Tuesday, September 2, 2014

Dry Bones-Peter Quinn, Overlook Duckworth Press; 2013

It's not too often that Disaster Amnesiac reads thrillers, but something about the cover image for Dry Bones, Peter Quinn's great recent novel, WWII grunts humping it through some village in western Germany circa 1945, compelled me to grab it from my local library branch and dig in.

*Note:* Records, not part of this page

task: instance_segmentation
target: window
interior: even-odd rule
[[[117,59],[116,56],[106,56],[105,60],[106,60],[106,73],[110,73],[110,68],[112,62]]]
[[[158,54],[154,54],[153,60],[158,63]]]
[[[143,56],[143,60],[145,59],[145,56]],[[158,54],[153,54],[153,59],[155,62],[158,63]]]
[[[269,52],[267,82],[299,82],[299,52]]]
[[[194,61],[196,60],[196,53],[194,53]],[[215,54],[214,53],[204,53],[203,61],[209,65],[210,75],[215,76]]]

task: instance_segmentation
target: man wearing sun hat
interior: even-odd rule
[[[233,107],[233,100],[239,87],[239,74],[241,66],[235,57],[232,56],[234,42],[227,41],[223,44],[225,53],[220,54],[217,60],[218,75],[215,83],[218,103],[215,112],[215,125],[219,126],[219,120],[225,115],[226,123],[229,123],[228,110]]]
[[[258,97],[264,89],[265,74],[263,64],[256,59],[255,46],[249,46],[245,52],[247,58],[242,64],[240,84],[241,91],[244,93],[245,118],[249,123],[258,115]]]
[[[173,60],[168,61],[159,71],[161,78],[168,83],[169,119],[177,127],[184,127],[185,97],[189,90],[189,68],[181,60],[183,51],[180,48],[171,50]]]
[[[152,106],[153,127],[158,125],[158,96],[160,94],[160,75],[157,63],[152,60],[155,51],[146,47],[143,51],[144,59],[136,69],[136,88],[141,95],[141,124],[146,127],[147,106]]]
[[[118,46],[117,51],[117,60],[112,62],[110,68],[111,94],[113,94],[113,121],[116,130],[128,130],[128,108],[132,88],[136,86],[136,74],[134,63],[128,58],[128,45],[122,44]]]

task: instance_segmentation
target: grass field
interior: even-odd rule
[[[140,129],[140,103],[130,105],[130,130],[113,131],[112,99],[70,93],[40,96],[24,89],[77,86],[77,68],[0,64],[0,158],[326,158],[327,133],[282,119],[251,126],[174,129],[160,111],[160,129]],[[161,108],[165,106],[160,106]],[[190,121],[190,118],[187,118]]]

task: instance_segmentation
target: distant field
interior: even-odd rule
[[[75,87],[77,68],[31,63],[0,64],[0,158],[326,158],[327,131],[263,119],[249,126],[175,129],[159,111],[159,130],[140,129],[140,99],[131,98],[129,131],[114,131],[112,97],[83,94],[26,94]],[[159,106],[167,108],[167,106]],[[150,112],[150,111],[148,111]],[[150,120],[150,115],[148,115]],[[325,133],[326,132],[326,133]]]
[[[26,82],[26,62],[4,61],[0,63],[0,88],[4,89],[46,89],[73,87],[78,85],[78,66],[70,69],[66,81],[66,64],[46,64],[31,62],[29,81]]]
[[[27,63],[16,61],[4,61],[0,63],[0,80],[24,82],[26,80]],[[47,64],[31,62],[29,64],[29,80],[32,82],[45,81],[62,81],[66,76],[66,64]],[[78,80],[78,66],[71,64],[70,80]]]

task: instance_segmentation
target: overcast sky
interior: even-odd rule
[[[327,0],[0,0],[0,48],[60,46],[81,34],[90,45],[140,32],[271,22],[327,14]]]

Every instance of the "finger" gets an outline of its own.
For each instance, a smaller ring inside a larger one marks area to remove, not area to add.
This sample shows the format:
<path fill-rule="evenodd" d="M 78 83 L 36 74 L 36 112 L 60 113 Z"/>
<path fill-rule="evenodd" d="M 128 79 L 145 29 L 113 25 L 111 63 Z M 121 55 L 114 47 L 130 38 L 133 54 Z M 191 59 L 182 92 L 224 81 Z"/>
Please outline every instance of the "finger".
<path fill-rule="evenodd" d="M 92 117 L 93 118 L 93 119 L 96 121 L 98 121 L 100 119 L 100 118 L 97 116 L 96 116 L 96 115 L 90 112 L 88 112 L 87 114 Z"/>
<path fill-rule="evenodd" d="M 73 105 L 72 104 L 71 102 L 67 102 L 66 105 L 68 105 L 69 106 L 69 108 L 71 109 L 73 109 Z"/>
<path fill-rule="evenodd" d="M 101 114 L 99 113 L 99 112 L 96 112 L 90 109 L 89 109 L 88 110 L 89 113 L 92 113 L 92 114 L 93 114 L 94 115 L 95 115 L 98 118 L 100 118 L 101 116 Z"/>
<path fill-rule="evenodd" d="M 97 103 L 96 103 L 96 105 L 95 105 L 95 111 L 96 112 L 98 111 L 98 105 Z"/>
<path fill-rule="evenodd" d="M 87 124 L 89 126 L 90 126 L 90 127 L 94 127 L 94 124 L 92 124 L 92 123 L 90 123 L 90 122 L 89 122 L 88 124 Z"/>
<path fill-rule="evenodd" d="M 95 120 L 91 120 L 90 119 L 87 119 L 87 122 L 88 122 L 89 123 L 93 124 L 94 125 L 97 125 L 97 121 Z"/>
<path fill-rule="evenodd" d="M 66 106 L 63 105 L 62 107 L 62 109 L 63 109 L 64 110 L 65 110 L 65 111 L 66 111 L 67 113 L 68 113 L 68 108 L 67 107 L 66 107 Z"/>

Digging I have done so, too. 
Quinn's lean, eloquent Noir style tells a mid-20th Century story, encompassing the deep human wreckage of modern warfare, using the rough time frame of 1945 to 1958. Dry Bones offers poetic insights, generally reflected by men in mid-life, to muse on the human elements of love, loyalty, sacrifice, and betrayal, both on macro societal and micro personal levels. The issue of how societies and people make deals with themselves and others, not always "clean", to fulfill their aspirations seems to be central within this novel, and Quinn addresses it with highly skilled story telling. 
Dry Bones is a fascinating look into a period whose underlying dynamics are generally forgotten, with elements of Cold War espionage and revolution, MK Ultra slight of hand, and the often unseemly realities of national struggle all looked at from the somewhat tragic and darkened perspective of people at middle age. 
Disaster Amnesiac figures that its message is instructive and adds a lot to, at very least, my own understanding of these liminal issues.